His partner continued checking around the corpse. He shouldn't be touching it, but he knew that. "Marc?" Speaking quietly. "What're you doing?"

"I can't see his hands."

The dead man looked armless. But he wasn't.

"Don't touch him."

He touched him. "He's tied up. His wrists."

"What?"

His arms lay behind his back. More blood swam under him.

Marc rose from his crouch. "Tied up and shot. I think he's missing a fucking finger. This is not just a murder. It's a fucking assassination. Call it in."

Ron did so. Glad for the task, and to hear back that help was on the way.

"He must've come and gone by the back door, in and out."

"Who? What?"

"The killer, Ron. He must've come and gone by the back way. You saw the road, the snow. No footprints. Nobody's moved. Let's check it out. Stay alert."

"Alert?"

As an answer, Marc raised his pistol, aimed at the ceiling. Ron caught on and did the same. He'd never drawn his weapon on duty before. All he'd ever pulled out on the job was a booklet of tickets to nail a speeder.

The downstairs level was a warren, a contagion of cramped rooms and closets and a bare-bones, yet charming kitchen, so it took a few seconds to find the route to the rear of the house to manage a clear view outside. They scanned the yard, the field beyond and the gently rolling hills. Not even a coyote track. A few distant fences, but nothing disturbed the beauty of the storm's overnight snowfall.

The furnace cut off, and they were returned to dead silence again.

"Check the side," Marc ordered. The rookie crossed the room and took in the view from the window there. Not so much as a snowshoe print. If Ski-Doo trails existed out there, and they probably did, they lay buried.

"Nothing," Ron reported. "The killer took off during the storm. Or before it."

"The guy's not been dead long enough." Marc was whispering. "He's warm. His blood—"
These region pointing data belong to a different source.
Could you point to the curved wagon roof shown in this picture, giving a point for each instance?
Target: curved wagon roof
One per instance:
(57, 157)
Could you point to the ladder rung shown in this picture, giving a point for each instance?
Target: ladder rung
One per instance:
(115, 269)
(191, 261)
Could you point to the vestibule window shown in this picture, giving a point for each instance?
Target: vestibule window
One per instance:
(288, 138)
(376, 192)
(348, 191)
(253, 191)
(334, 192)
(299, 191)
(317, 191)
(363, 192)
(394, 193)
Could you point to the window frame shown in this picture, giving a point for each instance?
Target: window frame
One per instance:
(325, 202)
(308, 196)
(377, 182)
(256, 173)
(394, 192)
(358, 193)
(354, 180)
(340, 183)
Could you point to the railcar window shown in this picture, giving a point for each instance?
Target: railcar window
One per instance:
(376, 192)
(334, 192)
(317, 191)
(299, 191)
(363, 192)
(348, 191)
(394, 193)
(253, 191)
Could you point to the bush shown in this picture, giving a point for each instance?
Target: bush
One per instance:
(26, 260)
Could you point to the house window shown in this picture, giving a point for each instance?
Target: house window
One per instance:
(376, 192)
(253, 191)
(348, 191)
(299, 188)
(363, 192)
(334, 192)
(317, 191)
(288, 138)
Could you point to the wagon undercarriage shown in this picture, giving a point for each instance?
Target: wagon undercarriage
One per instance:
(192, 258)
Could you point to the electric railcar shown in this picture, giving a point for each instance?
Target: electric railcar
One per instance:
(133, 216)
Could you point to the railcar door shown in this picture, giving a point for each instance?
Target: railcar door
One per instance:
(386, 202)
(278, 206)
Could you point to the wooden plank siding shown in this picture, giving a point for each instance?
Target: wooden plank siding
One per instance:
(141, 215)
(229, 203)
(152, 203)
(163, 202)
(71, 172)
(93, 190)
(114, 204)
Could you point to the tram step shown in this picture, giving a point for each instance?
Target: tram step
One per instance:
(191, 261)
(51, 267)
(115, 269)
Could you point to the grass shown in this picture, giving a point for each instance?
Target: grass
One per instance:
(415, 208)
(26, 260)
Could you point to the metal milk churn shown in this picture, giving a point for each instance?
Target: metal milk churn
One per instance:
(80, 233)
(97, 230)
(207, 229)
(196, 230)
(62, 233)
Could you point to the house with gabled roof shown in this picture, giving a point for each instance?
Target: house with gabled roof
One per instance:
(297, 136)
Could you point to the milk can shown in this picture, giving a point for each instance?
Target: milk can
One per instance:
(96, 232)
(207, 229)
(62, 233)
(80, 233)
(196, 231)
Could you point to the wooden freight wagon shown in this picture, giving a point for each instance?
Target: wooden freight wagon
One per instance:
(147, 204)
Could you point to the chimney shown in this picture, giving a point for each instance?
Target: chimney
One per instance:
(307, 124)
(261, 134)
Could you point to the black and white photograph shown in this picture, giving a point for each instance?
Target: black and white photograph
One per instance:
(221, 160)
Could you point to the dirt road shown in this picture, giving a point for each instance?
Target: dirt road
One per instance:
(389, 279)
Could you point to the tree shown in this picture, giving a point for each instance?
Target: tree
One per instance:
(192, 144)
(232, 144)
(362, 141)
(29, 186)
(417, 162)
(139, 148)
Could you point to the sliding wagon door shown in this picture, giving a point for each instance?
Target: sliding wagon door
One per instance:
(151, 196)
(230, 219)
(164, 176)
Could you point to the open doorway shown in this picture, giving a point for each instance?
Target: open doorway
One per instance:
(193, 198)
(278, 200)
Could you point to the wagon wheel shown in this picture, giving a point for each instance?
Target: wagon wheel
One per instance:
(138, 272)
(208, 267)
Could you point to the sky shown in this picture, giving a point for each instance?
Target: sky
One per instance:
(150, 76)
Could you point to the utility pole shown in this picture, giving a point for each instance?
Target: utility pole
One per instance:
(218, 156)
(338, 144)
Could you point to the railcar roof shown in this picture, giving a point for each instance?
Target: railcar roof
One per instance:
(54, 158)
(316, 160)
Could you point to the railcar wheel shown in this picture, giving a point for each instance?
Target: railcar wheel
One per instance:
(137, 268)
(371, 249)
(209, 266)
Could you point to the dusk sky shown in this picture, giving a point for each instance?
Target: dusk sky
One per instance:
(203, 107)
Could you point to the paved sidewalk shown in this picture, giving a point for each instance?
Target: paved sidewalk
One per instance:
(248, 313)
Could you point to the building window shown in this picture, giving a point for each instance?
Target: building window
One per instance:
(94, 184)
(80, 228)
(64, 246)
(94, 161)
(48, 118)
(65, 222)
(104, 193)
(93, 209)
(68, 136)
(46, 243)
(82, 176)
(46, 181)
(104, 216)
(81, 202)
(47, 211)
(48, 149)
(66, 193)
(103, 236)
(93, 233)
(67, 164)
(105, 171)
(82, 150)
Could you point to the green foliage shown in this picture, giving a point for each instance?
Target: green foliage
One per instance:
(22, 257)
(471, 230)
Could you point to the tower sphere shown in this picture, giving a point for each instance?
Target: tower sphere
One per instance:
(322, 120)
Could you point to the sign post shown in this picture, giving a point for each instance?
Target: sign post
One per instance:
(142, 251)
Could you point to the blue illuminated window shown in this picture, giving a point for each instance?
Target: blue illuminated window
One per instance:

Without knowing the reason for it, the younger cop also lowered his voice to a hush. "How's that possible?"

Marc's voice was scarcely audible. "The killer's still in the house."

The rookie wanted to say, "What?" but swallowed the word. He got it. Adrenaline jumped through him even as he stood stock-still. He snapped out of it. He moved next to his partner. This time, he didn't have to be told to keep his pistol raised.

"Downstairs rooms first. One at a time."

"We don't wait for backup?" Whispering still.

"With a killer lurking around maybe? You want to sit still, wait to get shot?"

Ron was not sure. Neither choice seemed grand. The options might be equally dangerous, but he didn't think that that was the point. Weren't they supposed to wait for backup?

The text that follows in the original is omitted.